Hiya all, I'm setting up my new 350 litre Aquarium and would like to keep it well planted as i did my last one, only this time i would also like to keep discus fish. I aways used ADA Amazonia, but not sure its suitable for these fish. So could anyone tell me if this is suitable for the discus eating habits? As i know they like to blow their food off the ground and i know ADA Amazonia gives off little clouds of dust and ammonia when disturbed... I was also thinking maybe Amazonia at the back and nile sand at the front if it would help or any other ideas and thoughts would be greatly appreciated.


----------



## mlgt (16 Apr 2012)

I think the mix of ada and sand should be fine. I have a 350 scaped discus tank and they spend most of the time eating from the front of the tank.

They will blow their food, but should cause a problem especially if it will be heavily planted. 

Just ensure that the tank is cycled and the right tempreture etc. Should be easy.


----------



## viktorlantos (16 Apr 2012)

One of our client uses  Amazonia Powder as a soil for a 800L discus tank. Plants and Discus love it. She used Marsilea Hirsuta as a carpet plant there which gives a great green color even in a deep tank with low light and a bit of co2.


----------



## Timms2012 (16 Apr 2012)

viktorlantos said:
			
		

> One of our client uses  Amazonia Powder as a soil for a 800L discus tank. Plants and Discus love it.
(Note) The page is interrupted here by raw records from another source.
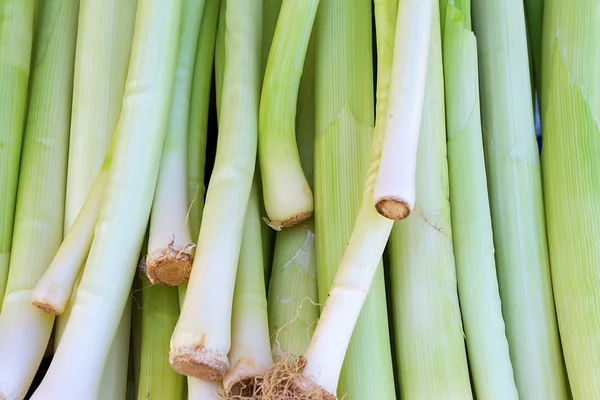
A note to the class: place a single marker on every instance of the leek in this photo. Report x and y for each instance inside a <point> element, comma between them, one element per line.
<point>287,195</point>
<point>159,309</point>
<point>292,296</point>
<point>201,341</point>
<point>570,166</point>
<point>169,260</point>
<point>250,354</point>
<point>99,302</point>
<point>344,120</point>
<point>40,197</point>
<point>16,26</point>
<point>105,32</point>
<point>430,349</point>
<point>472,237</point>
<point>514,183</point>
<point>53,291</point>
<point>394,192</point>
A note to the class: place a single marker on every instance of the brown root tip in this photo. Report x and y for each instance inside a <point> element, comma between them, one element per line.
<point>285,382</point>
<point>293,221</point>
<point>171,266</point>
<point>50,309</point>
<point>393,208</point>
<point>242,389</point>
<point>199,362</point>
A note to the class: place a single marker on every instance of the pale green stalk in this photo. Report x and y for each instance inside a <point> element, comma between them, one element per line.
<point>199,107</point>
<point>250,354</point>
<point>106,281</point>
<point>201,341</point>
<point>105,32</point>
<point>344,132</point>
<point>571,167</point>
<point>472,237</point>
<point>197,134</point>
<point>287,196</point>
<point>16,26</point>
<point>292,295</point>
<point>271,9</point>
<point>159,310</point>
<point>430,347</point>
<point>534,10</point>
<point>170,243</point>
<point>114,376</point>
<point>515,190</point>
<point>53,291</point>
<point>38,228</point>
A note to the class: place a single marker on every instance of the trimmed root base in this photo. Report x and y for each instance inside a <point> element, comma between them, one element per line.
<point>171,266</point>
<point>285,382</point>
<point>244,389</point>
<point>293,221</point>
<point>393,208</point>
<point>199,362</point>
<point>49,308</point>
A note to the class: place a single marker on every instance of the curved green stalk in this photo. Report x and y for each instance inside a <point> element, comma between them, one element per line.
<point>430,348</point>
<point>472,238</point>
<point>106,281</point>
<point>40,197</point>
<point>571,167</point>
<point>516,203</point>
<point>287,196</point>
<point>16,25</point>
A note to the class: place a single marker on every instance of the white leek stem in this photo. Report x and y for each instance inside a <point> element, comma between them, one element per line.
<point>201,340</point>
<point>250,354</point>
<point>53,291</point>
<point>24,328</point>
<point>170,245</point>
<point>106,281</point>
<point>394,192</point>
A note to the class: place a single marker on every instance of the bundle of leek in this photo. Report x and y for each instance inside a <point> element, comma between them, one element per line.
<point>40,197</point>
<point>515,189</point>
<point>100,302</point>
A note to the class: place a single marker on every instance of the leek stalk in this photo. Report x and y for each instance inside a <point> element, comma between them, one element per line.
<point>170,247</point>
<point>16,26</point>
<point>40,197</point>
<point>201,341</point>
<point>292,296</point>
<point>394,192</point>
<point>99,302</point>
<point>159,309</point>
<point>515,189</point>
<point>570,167</point>
<point>472,237</point>
<point>430,347</point>
<point>344,129</point>
<point>250,354</point>
<point>287,196</point>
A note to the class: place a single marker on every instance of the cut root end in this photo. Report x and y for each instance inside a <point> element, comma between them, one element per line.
<point>47,307</point>
<point>293,221</point>
<point>244,389</point>
<point>171,266</point>
<point>199,362</point>
<point>393,208</point>
<point>285,382</point>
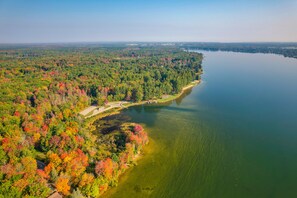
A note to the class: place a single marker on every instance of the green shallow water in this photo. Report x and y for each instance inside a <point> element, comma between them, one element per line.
<point>234,135</point>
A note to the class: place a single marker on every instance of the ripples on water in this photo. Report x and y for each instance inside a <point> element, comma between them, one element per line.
<point>234,135</point>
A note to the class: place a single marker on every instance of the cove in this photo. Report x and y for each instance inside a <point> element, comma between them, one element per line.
<point>234,135</point>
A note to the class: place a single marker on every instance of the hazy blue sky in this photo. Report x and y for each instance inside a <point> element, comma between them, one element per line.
<point>147,20</point>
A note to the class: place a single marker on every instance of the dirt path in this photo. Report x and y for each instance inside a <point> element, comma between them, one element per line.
<point>94,110</point>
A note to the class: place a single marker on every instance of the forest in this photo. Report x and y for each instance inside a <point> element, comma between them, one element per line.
<point>284,49</point>
<point>46,146</point>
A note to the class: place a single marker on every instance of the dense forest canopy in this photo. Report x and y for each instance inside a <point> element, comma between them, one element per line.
<point>45,144</point>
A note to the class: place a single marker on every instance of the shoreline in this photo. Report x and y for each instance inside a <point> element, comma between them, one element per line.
<point>120,105</point>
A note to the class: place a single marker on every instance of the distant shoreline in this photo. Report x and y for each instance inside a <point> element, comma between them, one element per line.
<point>102,111</point>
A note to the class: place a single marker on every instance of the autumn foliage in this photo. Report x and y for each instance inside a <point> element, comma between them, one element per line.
<point>45,145</point>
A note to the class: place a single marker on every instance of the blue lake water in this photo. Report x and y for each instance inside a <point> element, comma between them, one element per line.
<point>234,135</point>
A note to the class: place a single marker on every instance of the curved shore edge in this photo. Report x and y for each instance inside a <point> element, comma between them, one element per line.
<point>115,107</point>
<point>141,139</point>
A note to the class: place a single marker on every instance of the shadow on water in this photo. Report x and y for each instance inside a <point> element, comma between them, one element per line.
<point>154,109</point>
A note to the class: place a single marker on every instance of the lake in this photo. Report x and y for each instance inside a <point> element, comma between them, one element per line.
<point>234,135</point>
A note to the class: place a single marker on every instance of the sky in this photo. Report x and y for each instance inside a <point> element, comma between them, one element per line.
<point>51,21</point>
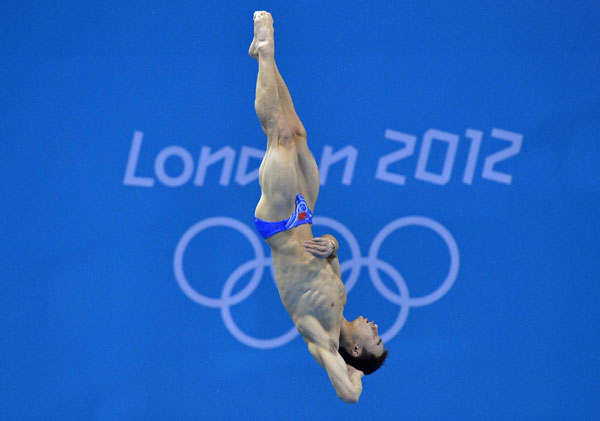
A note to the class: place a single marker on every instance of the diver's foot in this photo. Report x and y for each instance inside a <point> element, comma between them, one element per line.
<point>263,42</point>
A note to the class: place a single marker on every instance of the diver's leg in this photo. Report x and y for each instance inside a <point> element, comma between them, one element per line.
<point>267,104</point>
<point>308,177</point>
<point>278,171</point>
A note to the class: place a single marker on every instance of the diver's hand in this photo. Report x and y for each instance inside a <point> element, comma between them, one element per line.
<point>354,374</point>
<point>319,247</point>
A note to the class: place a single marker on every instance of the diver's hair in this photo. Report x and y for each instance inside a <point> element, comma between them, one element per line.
<point>366,362</point>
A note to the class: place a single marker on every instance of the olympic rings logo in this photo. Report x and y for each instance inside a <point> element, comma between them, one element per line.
<point>354,265</point>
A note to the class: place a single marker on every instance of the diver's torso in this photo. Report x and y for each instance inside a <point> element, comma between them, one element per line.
<point>307,285</point>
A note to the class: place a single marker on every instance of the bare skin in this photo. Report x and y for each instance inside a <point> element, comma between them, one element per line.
<point>307,269</point>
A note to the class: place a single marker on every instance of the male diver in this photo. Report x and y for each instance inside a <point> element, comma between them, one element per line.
<point>307,269</point>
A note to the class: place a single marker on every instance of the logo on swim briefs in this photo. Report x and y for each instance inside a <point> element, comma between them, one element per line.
<point>354,265</point>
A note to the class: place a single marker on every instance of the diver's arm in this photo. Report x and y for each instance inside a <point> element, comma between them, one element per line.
<point>347,383</point>
<point>345,379</point>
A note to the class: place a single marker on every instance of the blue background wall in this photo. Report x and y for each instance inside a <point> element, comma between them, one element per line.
<point>94,322</point>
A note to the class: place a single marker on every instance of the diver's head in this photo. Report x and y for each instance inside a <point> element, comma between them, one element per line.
<point>361,346</point>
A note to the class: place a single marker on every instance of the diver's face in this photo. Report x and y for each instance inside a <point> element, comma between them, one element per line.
<point>365,334</point>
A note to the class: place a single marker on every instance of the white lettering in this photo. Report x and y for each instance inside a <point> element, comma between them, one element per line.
<point>421,173</point>
<point>475,136</point>
<point>382,172</point>
<point>130,178</point>
<point>488,166</point>
<point>188,166</point>
<point>328,158</point>
<point>227,154</point>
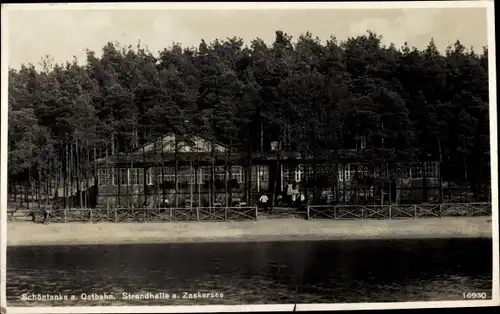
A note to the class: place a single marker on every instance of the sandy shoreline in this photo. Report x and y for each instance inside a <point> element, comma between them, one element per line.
<point>26,233</point>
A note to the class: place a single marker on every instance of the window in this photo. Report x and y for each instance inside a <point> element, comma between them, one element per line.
<point>296,174</point>
<point>105,176</point>
<point>150,176</point>
<point>431,169</point>
<point>123,173</point>
<point>263,173</point>
<point>346,172</point>
<point>237,173</point>
<point>136,176</point>
<point>415,170</point>
<point>185,175</point>
<point>362,142</point>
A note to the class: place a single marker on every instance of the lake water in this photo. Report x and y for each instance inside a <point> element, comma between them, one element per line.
<point>252,273</point>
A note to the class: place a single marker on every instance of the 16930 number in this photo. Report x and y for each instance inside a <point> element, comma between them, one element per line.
<point>475,295</point>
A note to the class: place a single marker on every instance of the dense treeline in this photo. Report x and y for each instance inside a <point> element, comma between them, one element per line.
<point>407,103</point>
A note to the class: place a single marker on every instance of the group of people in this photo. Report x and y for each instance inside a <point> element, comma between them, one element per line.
<point>291,196</point>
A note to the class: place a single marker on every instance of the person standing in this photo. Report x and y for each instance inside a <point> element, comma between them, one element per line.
<point>289,194</point>
<point>263,202</point>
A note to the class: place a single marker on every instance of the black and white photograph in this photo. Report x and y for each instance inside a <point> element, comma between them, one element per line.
<point>206,157</point>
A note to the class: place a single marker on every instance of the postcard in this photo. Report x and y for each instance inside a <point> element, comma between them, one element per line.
<point>227,157</point>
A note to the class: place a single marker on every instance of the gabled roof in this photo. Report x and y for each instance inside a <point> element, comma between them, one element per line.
<point>167,145</point>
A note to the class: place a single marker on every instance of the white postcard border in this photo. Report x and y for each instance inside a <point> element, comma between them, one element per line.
<point>255,308</point>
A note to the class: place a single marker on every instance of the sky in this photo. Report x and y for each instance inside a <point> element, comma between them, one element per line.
<point>62,34</point>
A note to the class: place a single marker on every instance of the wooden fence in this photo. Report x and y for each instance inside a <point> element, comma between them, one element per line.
<point>154,214</point>
<point>397,211</point>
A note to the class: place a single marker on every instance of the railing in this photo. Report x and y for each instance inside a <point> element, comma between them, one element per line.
<point>154,214</point>
<point>397,211</point>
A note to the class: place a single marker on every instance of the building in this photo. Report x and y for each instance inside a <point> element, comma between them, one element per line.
<point>183,172</point>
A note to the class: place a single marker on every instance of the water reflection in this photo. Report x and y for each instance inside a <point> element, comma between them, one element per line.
<point>259,272</point>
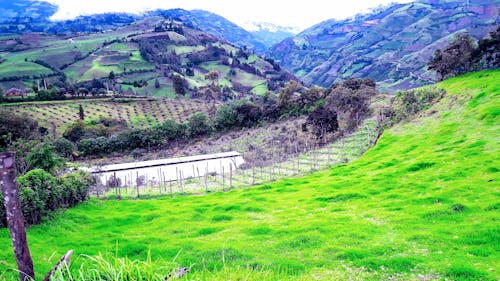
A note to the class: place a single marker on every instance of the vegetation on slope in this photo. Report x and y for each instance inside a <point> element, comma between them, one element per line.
<point>422,204</point>
<point>391,44</point>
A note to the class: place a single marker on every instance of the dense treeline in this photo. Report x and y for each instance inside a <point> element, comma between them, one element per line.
<point>44,188</point>
<point>465,55</point>
<point>41,194</point>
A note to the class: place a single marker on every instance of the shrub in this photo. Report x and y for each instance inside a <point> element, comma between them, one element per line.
<point>14,127</point>
<point>323,121</point>
<point>238,114</point>
<point>171,130</point>
<point>41,193</point>
<point>43,157</point>
<point>225,118</point>
<point>198,125</point>
<point>64,147</point>
<point>408,103</point>
<point>75,131</point>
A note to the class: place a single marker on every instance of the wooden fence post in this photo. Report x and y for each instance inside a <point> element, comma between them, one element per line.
<point>137,183</point>
<point>15,219</point>
<point>230,175</point>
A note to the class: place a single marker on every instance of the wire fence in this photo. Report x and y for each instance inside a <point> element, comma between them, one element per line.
<point>307,158</point>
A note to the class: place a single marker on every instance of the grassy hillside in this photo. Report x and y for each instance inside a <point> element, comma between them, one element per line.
<point>422,204</point>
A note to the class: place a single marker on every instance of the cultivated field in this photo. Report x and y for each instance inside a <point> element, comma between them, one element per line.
<point>420,205</point>
<point>137,113</point>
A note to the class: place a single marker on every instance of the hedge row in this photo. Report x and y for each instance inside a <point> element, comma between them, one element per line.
<point>41,194</point>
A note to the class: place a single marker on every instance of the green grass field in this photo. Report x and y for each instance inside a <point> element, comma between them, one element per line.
<point>423,204</point>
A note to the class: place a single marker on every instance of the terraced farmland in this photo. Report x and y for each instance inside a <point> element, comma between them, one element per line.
<point>137,113</point>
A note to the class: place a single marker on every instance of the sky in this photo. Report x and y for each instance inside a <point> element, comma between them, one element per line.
<point>294,13</point>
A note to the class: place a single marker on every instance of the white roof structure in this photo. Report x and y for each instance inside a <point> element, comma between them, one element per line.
<point>162,162</point>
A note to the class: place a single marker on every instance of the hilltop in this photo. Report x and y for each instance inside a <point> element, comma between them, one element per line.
<point>420,205</point>
<point>391,44</point>
<point>26,16</point>
<point>144,57</point>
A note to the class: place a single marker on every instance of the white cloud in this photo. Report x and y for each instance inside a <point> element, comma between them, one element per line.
<point>300,14</point>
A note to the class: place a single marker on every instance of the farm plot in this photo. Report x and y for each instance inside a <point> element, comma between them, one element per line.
<point>137,113</point>
<point>307,159</point>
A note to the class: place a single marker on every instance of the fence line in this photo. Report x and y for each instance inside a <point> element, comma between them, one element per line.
<point>315,158</point>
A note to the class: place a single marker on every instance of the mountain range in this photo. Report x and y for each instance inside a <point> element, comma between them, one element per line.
<point>391,44</point>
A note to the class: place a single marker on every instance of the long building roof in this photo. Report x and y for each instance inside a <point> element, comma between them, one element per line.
<point>161,162</point>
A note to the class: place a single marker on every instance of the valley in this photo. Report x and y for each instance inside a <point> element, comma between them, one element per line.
<point>165,142</point>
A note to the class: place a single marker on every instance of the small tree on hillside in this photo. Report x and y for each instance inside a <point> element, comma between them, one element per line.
<point>323,121</point>
<point>81,113</point>
<point>198,125</point>
<point>454,59</point>
<point>178,84</point>
<point>213,91</point>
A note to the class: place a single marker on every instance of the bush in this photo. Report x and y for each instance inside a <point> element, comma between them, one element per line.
<point>75,131</point>
<point>225,118</point>
<point>171,130</point>
<point>408,103</point>
<point>14,127</point>
<point>43,157</point>
<point>64,147</point>
<point>238,114</point>
<point>323,121</point>
<point>198,125</point>
<point>41,193</point>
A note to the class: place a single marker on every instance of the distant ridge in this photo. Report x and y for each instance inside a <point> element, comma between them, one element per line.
<point>391,44</point>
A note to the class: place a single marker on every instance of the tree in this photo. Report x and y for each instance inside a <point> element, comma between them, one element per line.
<point>487,53</point>
<point>323,120</point>
<point>14,126</point>
<point>81,113</point>
<point>64,147</point>
<point>178,84</point>
<point>43,157</point>
<point>351,99</point>
<point>454,59</point>
<point>213,91</point>
<point>198,125</point>
<point>75,131</point>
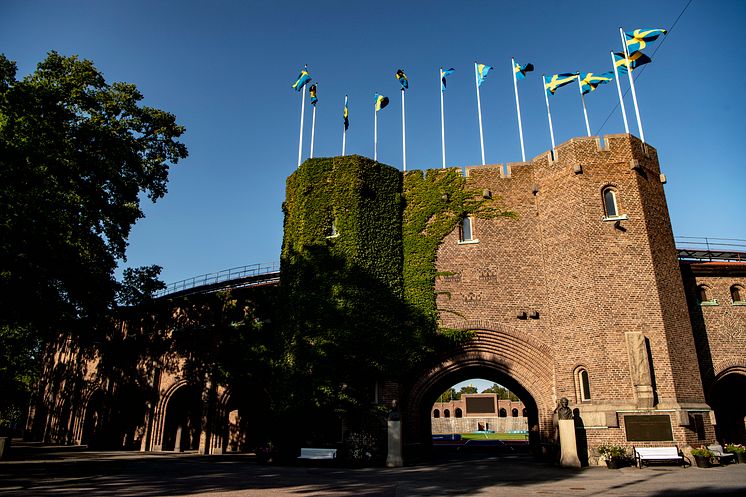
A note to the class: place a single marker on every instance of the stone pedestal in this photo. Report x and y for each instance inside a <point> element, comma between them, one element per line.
<point>568,444</point>
<point>394,458</point>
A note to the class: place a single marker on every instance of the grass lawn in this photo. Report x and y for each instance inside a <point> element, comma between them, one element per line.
<point>493,436</point>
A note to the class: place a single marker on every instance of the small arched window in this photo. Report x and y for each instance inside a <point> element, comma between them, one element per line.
<point>611,208</point>
<point>737,294</point>
<point>584,385</point>
<point>466,230</point>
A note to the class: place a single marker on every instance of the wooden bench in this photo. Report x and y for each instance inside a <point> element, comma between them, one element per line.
<point>720,454</point>
<point>317,454</point>
<point>647,455</point>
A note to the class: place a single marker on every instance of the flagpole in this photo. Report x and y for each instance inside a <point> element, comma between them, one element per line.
<point>442,120</point>
<point>403,133</point>
<point>344,131</point>
<point>375,133</point>
<point>518,108</point>
<point>585,112</point>
<point>479,109</point>
<point>619,91</point>
<point>313,125</point>
<point>302,112</point>
<point>549,114</point>
<point>632,85</point>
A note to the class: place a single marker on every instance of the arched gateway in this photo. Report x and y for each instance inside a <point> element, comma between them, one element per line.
<point>525,368</point>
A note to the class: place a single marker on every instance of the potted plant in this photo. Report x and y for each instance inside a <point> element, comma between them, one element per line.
<point>615,456</point>
<point>737,449</point>
<point>703,457</point>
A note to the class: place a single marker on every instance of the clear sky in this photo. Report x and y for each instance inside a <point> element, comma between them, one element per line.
<point>224,68</point>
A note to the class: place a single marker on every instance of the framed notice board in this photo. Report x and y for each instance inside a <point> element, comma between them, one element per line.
<point>648,428</point>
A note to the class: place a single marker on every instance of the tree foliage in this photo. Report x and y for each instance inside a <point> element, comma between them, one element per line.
<point>77,154</point>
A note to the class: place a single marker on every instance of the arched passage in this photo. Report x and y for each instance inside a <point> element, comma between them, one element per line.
<point>522,366</point>
<point>728,400</point>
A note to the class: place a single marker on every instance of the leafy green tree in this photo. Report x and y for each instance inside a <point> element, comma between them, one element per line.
<point>77,154</point>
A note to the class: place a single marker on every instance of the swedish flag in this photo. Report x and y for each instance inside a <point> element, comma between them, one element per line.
<point>402,79</point>
<point>482,70</point>
<point>520,71</point>
<point>639,38</point>
<point>345,115</point>
<point>636,59</point>
<point>443,74</point>
<point>590,81</point>
<point>381,102</point>
<point>303,78</point>
<point>558,81</point>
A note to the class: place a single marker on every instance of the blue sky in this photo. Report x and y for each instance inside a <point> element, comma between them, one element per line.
<point>225,69</point>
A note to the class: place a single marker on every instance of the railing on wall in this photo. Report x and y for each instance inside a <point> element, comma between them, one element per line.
<point>252,274</point>
<point>702,248</point>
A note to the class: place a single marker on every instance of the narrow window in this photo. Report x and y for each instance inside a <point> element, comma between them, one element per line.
<point>737,293</point>
<point>585,385</point>
<point>610,203</point>
<point>467,230</point>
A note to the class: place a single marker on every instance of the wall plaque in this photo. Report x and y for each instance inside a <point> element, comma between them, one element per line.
<point>648,428</point>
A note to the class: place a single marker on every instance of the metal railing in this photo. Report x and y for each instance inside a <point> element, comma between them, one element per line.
<point>270,269</point>
<point>703,248</point>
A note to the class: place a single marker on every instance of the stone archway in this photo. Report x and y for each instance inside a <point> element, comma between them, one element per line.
<point>518,363</point>
<point>727,396</point>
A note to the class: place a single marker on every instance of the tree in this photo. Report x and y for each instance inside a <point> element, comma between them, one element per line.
<point>76,154</point>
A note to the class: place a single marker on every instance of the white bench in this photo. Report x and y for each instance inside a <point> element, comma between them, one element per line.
<point>646,455</point>
<point>317,454</point>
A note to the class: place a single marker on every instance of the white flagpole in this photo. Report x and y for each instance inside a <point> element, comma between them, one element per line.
<point>585,112</point>
<point>619,91</point>
<point>344,131</point>
<point>375,133</point>
<point>632,85</point>
<point>442,119</point>
<point>549,114</point>
<point>479,109</point>
<point>403,133</point>
<point>302,112</point>
<point>313,125</point>
<point>518,108</point>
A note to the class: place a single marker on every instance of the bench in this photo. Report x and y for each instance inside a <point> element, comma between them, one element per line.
<point>317,454</point>
<point>721,456</point>
<point>647,455</point>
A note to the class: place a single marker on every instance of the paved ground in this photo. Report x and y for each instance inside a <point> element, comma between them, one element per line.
<point>47,471</point>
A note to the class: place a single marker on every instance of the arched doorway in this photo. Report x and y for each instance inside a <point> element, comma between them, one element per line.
<point>182,425</point>
<point>525,368</point>
<point>728,400</point>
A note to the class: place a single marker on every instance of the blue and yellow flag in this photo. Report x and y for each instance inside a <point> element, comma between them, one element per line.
<point>639,38</point>
<point>345,115</point>
<point>558,81</point>
<point>443,74</point>
<point>590,81</point>
<point>381,102</point>
<point>303,78</point>
<point>402,79</point>
<point>482,70</point>
<point>520,71</point>
<point>636,59</point>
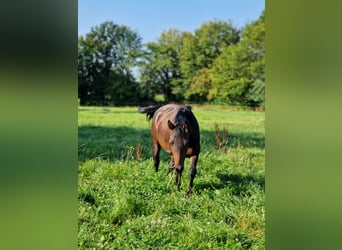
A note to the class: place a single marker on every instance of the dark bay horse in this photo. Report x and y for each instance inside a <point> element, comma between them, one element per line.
<point>174,129</point>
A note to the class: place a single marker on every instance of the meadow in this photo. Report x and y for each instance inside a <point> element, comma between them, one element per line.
<point>124,204</point>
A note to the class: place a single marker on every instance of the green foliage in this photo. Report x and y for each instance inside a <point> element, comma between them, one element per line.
<point>105,58</point>
<point>124,204</point>
<point>216,63</point>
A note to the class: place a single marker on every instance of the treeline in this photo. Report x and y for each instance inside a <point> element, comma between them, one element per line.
<point>218,63</point>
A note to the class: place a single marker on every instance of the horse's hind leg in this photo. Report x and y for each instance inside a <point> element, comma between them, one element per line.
<point>156,150</point>
<point>171,165</point>
<point>193,171</point>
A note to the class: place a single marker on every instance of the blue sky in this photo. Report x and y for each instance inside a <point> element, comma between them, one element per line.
<point>151,17</point>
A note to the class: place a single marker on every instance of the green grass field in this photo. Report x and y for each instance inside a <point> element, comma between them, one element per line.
<point>124,204</point>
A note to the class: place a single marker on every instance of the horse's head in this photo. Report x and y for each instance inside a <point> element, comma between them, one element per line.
<point>179,143</point>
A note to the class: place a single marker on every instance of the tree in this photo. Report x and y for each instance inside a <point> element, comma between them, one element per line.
<point>161,68</point>
<point>238,72</point>
<point>105,58</point>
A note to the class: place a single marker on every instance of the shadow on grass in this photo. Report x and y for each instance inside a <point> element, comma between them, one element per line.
<point>237,183</point>
<point>235,140</point>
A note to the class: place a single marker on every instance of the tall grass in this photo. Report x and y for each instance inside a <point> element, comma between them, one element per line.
<point>124,204</point>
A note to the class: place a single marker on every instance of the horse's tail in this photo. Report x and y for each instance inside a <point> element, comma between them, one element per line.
<point>149,110</point>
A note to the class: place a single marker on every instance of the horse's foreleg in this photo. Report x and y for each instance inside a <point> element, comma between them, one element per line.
<point>179,178</point>
<point>193,171</point>
<point>156,150</point>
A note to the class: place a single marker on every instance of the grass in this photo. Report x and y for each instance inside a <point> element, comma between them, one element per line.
<point>124,204</point>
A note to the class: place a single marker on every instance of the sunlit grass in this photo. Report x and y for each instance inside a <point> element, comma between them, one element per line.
<point>124,204</point>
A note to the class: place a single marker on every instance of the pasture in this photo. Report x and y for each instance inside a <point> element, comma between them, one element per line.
<point>124,204</point>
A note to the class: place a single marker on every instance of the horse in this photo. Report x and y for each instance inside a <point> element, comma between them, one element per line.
<point>175,130</point>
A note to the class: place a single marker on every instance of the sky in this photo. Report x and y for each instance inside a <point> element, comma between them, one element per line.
<point>151,17</point>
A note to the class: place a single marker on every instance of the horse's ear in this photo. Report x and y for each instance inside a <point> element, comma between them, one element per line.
<point>171,125</point>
She used Marsilea Hirsuta as a carpet plant there which gives a great green color even in a deep tank with low light and a bit of co2.


Omg i just googled this plant and it looks and sounds perfect for me, I have a Juwel vision 300, (new version) with 4x54 watts t5's its 350 litres so it's definately deep, and yes this'll look great. I'll go for maybe 4 bags of Amazonia powder instead of the normal Anazonia soil then. Any other suggestions please let me know


----------